Cohen's films are full of quotable dialogue. In Full-Moon High (1981), a teenage werewolf puts off his girlfriend's advances with the excuse that it's “his time of the month.” The Stuff (1985) concerns a parasitic goo from beneath the Earth's crust that manages to get itself marketed as a dessert. The film's hero announces proudly at the beginning, "Nobody could be as dumb as I appear," and later delivers the maxim, "Everybody has to eat shaving cream now and then."

In Q (aka The Winged Serpent, 1982), the Aztec god Quetzalcoatl is resurrected and flies about New York City snatching human sacrifices off the skyscrapers. Cohen was able to employ the talents of Michael Moriarty, David Carradine, and Candy Clark, and the film is one of his most sophisticated, but it still manages to include such lines as “Maybe his head got loose and fell off.” and "I want a Nixon type pardon!"

Perhaps Cohen’s most complex film, as well as his darkest, is God Told Me To (aka Demon, 1976), in which a troubled Catholic detective is faced with an epidemic of murders carried out by apparently normal people who claim, with quiet satisfaction, that God told them to do it. The film mixes science fiction and horror with religious satire.

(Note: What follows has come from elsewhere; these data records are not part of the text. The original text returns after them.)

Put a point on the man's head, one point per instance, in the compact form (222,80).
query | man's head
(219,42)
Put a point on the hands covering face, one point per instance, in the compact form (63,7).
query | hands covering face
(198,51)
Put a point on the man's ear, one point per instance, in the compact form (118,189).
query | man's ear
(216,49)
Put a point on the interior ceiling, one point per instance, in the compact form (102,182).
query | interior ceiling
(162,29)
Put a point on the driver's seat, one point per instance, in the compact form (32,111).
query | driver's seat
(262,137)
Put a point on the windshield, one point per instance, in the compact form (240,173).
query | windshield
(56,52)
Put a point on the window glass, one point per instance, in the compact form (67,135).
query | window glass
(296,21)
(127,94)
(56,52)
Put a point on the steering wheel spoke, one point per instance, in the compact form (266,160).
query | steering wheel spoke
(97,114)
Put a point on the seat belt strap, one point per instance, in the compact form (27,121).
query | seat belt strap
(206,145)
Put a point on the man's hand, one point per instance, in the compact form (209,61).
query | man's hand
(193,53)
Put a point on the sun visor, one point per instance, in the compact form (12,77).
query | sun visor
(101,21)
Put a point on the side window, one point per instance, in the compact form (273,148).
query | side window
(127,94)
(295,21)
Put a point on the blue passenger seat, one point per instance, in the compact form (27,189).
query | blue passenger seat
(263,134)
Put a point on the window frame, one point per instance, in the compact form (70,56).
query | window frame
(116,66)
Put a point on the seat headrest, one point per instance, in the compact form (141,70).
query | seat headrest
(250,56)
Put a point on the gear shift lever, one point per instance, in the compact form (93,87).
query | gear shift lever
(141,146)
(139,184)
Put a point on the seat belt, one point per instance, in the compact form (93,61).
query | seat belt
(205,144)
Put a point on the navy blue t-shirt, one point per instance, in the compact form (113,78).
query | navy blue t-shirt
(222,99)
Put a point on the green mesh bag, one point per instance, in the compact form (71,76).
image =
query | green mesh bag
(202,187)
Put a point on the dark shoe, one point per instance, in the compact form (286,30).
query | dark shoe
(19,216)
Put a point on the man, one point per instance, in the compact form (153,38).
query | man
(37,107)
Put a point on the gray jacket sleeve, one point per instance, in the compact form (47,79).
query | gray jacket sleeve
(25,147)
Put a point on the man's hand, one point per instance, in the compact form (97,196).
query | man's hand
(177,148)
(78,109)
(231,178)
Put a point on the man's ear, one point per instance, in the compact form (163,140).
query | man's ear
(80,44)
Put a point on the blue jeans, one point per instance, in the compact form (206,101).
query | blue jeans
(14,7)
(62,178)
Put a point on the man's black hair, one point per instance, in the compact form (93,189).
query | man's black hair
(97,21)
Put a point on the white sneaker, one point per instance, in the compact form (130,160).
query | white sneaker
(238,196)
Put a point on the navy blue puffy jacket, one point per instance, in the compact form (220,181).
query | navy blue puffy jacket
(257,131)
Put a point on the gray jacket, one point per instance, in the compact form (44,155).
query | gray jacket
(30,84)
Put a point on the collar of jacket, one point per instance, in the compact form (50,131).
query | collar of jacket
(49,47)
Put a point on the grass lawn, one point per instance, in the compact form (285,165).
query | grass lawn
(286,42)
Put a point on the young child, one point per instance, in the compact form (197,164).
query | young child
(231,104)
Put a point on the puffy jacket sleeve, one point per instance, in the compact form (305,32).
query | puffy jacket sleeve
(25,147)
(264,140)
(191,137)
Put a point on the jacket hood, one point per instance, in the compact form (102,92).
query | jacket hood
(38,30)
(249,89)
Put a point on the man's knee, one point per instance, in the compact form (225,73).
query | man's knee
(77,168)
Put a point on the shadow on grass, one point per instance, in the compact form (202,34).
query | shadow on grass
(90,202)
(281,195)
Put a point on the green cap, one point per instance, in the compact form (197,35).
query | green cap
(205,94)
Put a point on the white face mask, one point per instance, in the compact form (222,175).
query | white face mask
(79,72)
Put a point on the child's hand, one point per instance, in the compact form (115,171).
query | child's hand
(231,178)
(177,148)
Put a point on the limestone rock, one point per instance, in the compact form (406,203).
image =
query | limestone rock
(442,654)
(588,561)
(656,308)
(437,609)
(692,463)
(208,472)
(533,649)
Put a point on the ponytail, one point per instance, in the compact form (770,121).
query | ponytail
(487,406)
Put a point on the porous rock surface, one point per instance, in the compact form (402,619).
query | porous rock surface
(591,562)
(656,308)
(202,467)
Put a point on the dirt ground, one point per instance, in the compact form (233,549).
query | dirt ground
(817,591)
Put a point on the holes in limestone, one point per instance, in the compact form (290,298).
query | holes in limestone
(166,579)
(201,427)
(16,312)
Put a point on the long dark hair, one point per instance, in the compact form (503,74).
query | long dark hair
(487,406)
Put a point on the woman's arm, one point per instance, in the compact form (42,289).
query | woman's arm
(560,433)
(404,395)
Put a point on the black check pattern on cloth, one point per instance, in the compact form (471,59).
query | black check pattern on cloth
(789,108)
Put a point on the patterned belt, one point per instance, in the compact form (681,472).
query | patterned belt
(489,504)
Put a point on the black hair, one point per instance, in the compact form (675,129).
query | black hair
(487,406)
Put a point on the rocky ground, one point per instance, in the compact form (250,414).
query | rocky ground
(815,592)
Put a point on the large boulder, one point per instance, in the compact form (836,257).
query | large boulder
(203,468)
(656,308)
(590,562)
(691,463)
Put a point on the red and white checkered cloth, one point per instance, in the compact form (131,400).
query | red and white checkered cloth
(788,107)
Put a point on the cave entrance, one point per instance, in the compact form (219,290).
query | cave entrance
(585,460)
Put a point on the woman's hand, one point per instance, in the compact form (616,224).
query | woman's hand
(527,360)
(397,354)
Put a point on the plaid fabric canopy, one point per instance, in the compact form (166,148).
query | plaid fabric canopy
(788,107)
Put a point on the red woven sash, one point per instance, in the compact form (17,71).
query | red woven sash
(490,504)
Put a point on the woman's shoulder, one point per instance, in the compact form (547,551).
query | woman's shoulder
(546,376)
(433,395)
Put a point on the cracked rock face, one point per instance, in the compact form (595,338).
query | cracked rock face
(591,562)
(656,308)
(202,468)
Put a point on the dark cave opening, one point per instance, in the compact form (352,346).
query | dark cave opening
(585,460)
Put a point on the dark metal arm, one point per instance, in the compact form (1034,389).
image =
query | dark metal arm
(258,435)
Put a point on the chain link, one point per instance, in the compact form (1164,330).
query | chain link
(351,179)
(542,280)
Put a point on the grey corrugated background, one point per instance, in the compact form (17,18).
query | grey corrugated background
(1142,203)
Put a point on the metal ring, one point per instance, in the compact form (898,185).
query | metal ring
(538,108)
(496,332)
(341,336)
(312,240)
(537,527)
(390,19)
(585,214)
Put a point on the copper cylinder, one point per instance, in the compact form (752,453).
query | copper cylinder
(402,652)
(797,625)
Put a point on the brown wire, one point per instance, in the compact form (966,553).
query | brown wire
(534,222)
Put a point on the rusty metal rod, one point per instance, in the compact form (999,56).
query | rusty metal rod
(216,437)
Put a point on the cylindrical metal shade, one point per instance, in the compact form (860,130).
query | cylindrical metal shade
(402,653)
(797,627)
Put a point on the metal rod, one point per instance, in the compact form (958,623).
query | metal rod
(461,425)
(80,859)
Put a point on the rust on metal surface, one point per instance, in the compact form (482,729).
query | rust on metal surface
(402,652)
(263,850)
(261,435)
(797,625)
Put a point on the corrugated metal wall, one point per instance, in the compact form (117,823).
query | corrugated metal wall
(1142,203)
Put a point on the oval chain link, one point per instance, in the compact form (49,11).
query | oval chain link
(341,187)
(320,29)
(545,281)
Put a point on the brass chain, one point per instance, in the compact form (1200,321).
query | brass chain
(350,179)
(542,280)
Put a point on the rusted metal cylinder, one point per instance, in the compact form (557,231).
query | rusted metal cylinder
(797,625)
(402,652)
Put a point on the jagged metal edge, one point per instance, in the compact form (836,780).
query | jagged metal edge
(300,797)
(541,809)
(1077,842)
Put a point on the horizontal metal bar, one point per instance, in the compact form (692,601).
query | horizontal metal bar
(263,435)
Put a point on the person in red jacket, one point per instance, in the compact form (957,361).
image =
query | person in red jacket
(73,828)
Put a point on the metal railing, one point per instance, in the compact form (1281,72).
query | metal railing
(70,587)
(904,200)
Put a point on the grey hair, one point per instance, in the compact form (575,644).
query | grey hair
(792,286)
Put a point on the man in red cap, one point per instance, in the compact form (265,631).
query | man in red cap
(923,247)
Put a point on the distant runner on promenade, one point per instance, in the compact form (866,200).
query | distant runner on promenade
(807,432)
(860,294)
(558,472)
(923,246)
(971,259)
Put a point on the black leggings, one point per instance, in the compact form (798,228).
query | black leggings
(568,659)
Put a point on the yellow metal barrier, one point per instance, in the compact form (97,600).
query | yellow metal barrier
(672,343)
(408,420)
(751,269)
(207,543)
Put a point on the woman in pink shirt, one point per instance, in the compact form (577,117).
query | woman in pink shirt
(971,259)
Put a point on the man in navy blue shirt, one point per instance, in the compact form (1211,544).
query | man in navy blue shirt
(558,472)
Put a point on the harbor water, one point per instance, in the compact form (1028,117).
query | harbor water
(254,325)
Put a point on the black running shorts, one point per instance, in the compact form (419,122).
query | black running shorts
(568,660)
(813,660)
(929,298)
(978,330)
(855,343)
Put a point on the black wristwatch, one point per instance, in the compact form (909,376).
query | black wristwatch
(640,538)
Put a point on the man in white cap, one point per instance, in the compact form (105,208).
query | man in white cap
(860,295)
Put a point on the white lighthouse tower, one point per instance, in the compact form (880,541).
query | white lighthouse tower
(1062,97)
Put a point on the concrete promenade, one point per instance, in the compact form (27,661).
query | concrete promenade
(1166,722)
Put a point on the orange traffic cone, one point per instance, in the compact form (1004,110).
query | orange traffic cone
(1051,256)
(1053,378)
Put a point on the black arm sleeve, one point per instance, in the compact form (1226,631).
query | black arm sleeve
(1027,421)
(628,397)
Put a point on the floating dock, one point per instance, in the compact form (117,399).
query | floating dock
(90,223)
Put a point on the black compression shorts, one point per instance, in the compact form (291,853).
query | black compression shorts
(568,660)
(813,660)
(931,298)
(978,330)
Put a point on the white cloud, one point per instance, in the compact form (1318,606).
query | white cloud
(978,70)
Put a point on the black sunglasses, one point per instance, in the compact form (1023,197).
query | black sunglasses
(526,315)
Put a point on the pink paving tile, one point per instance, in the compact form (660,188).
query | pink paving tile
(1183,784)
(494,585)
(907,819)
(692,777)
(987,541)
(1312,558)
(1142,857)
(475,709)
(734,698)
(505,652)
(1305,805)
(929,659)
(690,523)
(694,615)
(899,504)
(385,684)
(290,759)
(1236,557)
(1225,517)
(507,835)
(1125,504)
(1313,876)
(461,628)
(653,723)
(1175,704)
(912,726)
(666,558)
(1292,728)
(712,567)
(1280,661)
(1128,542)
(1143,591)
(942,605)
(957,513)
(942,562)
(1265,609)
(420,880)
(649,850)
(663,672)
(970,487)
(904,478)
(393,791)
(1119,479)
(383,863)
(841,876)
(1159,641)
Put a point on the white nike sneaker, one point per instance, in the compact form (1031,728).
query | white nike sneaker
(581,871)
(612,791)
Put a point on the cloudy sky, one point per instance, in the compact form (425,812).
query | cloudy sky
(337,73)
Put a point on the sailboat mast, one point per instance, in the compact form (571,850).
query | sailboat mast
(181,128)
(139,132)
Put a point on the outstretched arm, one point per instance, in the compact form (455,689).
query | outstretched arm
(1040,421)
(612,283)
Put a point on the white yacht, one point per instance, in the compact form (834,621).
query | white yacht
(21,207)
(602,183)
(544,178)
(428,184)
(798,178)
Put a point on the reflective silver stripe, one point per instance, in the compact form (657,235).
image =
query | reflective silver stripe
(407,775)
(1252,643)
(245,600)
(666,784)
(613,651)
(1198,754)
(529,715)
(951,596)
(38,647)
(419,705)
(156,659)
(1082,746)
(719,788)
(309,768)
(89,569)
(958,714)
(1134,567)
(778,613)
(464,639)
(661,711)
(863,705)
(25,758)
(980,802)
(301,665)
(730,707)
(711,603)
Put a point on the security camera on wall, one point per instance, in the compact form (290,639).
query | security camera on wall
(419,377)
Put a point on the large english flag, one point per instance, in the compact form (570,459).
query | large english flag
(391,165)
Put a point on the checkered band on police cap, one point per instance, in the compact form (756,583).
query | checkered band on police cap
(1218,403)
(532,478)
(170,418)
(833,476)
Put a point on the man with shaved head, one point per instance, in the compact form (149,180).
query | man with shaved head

In 1987, Cohen made an unofficial sequel to Stephen King's Salem's Lot. With typical chutzpah, Cohen threw out all of King’s characters and kept only the basic premise of a small American town inhabited by vampires. A Return to Salem's Lot starred Michael Moriarty (a Cohen regular) and Samuel Fuller, and satirises small-town snobbery and hypocrisy: a little old woman vampire refers coyly to her drinking problem while the evil king-vampire is shown to be, at bottom, little more than a rather nasty conservative politician.

Besides monster movies, Cohen has also made thrillers such as The Private Files of J. Edgar Hoover (1977), which portrays the FBI chief as a sexually repressed, paranoid megalomaniac; Special Effects (1984), the twisted tale of a policeman, a murderous film director, and the woman who gets turned into the double of his leading lady; and The Ambulance (1990), a Hitchcock-style entertainment in which Eric Roberts investigates the sudden disappearance of a young woman.

Because of their frequently hurried production and their bargain-basement budgets, Cohen's films are sometimes murkily shot or messily edited, but Cohen’s freewheeling approach (and independence from studio interference) enables him to attack a number of satirical targets that often get off lightly in the mainstream: Christianity in God Told Me To, nice little towns in A Return to 'Salem's Lot, family values in the Alive trilogy, consumerism and greedy, ruthless food companies in The Stuff. In the third film of the Alive trilogy, Cohen even manages to work in some telling swipes against American demonisation of Cuba.

Cohen was influenced by director Sam Fuller and now lives in a house formerly owned by Mr. Fuller.

In recent years, Cohen has curtailed his directing and producing activities, and has focused mainly on writing. His work was primarily for low budget films and television until 1998, when Cohen's spec script Phone Booth triggered active interest and aggressive bidding from major Hollywood players. Joel Schumacher directed the resulting 2002 film, starring Colin Farrell. Cohen was also credited with the story for the 2004 release Cellular, another thriller with a telecommunications theme.

In 2003, Cohen was at the center of a lawsuit against 20th Century Fox. Cohen and his producing partner Martin Poll claimed that Fox had intentionally plagiarized Cohen's work and that the film The League of Extraordinary Gentlemen was stolen from Cohen's unsold script "Cast of Characters." Comic book writer Alan Moore, the author of the graphic novel upon which League was based, testified at the ensuing trial. Moore forcefully denied allegations from Cohen who stated directly in the complaint that Moore had conspired with the head of Fox in a scheme to steal Cohen's story. "They seemed to believe that the head of 20th Century Fox called me up and persuaded me to steal this screenplay, turning it into a comic book which they could then adapt back into a movie, to camouflage petty larceny." This led to Moore giving a ten-hour deposition. Moore described the experience as taxing - he believes he'd have suffered less if he'd "sodomised and murdered a busload of children after giving them heroin." [1] The lawsuit was later settled out of court.